Piper Sandler Companies (PIPR) Q2 2025 earnings summary
Event summary combining transcript, slides, and related documents.
Q2 2025 earnings summary
8 Jul, 2026Executive summary
Adjusted net revenues for Q2 2025 reached $405 million, up 14% year-over-year, with an 18.1% operating margin and adjusted EPS of $2.95, all higher than the prior year period.
Advisory revenues grew 12% year-over-year to $206 million, with 71 transactions completed, led by strong performance in Services, Industrials, and healthcare.
Municipal financing revenues surged 66% year-over-year to $42 million, marking the best quarter since 2021 and outpacing market growth.
Corporate financing revenues declined 31% year-over-year to $35 million, impacted by sector-specific headwinds, especially in biopharma.
The company announced the acquisition of G Squared Capital Partners to strengthen its technology and government services investment banking, and completed the Aviditi Advisors acquisition.
Financial highlights
Q2 2025 adjusted net revenues: $405 million; operating income: $73 million; net income: $53 million; diluted EPS: $2.95.
First half 2025 net revenues: $789 million, up 14% year-over-year; operating income: $142 million; net income: $126 million; diluted EPS: $7.04.
Compensation ratio improved to 62% for Q2 and 62.2% for the first half, reflecting higher net revenues.
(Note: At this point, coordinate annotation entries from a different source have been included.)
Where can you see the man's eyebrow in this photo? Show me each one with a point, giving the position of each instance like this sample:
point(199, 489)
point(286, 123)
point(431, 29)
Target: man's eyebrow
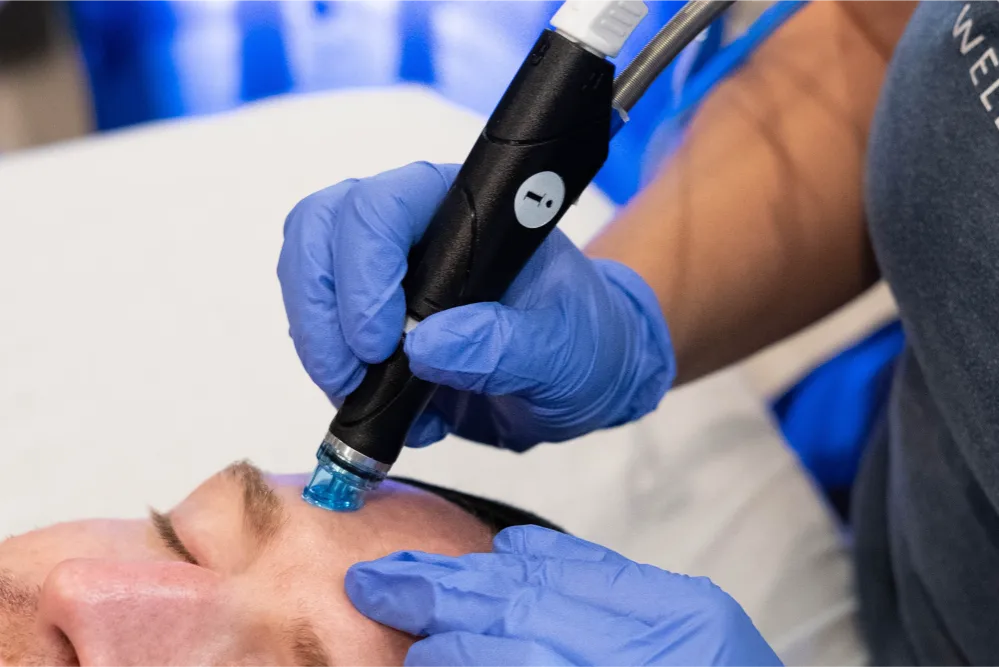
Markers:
point(17, 599)
point(163, 525)
point(263, 510)
point(307, 649)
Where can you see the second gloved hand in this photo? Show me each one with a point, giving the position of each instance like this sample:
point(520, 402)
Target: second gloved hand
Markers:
point(544, 599)
point(575, 345)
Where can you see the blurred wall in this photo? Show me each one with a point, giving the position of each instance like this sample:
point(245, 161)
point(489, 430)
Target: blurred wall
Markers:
point(43, 91)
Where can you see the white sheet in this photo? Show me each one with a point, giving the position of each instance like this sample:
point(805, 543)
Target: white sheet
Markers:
point(143, 346)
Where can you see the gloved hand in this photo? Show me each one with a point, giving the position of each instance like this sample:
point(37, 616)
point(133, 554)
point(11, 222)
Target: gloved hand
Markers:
point(576, 345)
point(544, 599)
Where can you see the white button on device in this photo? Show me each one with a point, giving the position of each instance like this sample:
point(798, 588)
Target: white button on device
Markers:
point(539, 199)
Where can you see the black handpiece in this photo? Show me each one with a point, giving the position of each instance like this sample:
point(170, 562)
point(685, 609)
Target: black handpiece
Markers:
point(542, 146)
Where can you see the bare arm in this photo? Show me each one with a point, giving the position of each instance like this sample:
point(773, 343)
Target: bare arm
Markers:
point(756, 228)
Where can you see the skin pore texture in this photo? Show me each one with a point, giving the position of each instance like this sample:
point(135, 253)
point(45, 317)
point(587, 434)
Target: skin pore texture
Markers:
point(241, 573)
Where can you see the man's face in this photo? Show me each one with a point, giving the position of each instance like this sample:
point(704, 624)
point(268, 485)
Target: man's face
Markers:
point(242, 573)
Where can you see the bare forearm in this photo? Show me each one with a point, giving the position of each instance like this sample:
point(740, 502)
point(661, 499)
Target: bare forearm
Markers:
point(755, 228)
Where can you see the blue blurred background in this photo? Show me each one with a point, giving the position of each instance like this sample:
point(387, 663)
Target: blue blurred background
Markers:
point(154, 59)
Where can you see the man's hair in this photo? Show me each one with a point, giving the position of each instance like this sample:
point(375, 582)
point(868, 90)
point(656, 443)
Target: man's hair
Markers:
point(496, 515)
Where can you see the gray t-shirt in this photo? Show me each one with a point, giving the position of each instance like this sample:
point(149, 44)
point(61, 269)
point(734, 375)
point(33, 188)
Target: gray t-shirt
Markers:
point(927, 504)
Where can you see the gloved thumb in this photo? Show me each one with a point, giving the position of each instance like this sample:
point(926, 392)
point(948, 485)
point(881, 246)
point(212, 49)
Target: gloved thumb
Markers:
point(490, 349)
point(461, 649)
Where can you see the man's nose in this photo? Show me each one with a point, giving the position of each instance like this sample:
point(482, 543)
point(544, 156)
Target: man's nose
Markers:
point(137, 614)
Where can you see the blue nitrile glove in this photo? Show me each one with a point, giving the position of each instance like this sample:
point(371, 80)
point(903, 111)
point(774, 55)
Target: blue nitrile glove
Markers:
point(544, 599)
point(577, 344)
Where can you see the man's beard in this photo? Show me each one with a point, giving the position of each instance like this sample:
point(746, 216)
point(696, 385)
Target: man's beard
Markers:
point(21, 646)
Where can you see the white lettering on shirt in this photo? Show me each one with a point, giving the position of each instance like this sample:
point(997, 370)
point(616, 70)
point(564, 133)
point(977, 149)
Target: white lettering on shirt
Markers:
point(980, 71)
point(984, 97)
point(963, 28)
point(981, 66)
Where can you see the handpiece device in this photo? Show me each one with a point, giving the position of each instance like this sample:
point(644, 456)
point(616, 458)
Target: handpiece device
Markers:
point(543, 144)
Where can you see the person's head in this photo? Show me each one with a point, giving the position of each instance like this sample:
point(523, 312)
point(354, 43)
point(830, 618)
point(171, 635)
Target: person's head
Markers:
point(242, 572)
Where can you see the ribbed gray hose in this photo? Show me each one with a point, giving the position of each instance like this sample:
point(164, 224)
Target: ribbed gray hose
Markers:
point(681, 30)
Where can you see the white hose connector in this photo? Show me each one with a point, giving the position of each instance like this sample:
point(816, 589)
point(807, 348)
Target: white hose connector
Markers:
point(602, 25)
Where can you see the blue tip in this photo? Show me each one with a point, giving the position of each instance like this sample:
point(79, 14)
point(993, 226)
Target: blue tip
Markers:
point(336, 489)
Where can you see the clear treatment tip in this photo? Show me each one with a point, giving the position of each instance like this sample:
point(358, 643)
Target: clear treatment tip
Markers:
point(335, 487)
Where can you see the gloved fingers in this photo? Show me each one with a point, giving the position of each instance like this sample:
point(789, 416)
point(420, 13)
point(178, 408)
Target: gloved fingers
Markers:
point(618, 586)
point(380, 219)
point(429, 427)
point(305, 270)
point(538, 542)
point(465, 649)
point(491, 349)
point(425, 599)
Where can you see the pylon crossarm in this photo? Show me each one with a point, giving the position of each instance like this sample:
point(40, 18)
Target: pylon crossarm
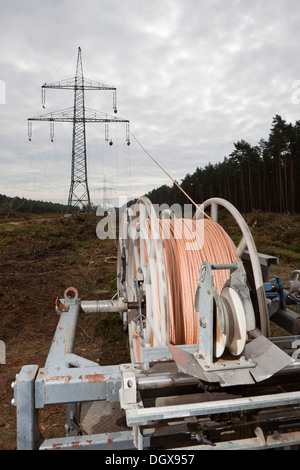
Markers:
point(67, 115)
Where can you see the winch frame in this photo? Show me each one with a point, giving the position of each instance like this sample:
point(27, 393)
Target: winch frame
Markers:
point(72, 380)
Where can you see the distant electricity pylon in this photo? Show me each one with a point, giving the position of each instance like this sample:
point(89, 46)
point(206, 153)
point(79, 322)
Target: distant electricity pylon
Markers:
point(79, 194)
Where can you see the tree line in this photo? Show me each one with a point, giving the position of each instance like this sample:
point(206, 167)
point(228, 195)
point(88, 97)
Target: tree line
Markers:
point(23, 205)
point(264, 177)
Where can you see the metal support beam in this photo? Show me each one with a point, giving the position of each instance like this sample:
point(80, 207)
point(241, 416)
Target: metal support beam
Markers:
point(112, 442)
point(28, 434)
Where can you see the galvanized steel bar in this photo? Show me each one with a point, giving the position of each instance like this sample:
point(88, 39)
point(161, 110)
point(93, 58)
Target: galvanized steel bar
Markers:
point(104, 306)
point(138, 417)
point(72, 385)
point(28, 434)
point(64, 338)
point(112, 441)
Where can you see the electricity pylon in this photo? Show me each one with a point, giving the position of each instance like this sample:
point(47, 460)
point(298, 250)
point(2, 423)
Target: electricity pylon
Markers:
point(79, 115)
Non-compensation expenses (excluding reimbursed deal costs) were $69 million for Q2, up 6% year-over-year, mainly due to higher legal and professional fees.
GAAP results included a $5 million restructuring charge related to headcount reductions and office space from the Avidity Advisors acquisition.
Outlook and guidance
Advisory revenues for Q3 are expected to be largely consistent with Q2, supported by a robust pipeline.
Municipal financing, equity brokerage, and fixed income revenues are anticipated to moderate from strong Q2 levels as market volatility normalizes.
Compensation ratio is expected to remain within the 61.5%-62.5% range for the remainder of the year, barring significant changes.
Non-compensation expenses are trending toward the higher end of guidance due to occupancy, travel, and legal costs.
Management expects continued strong client engagement, but notes potential variability in transaction volumes and revenues due to macroeconomic, geopolitical, and market factors.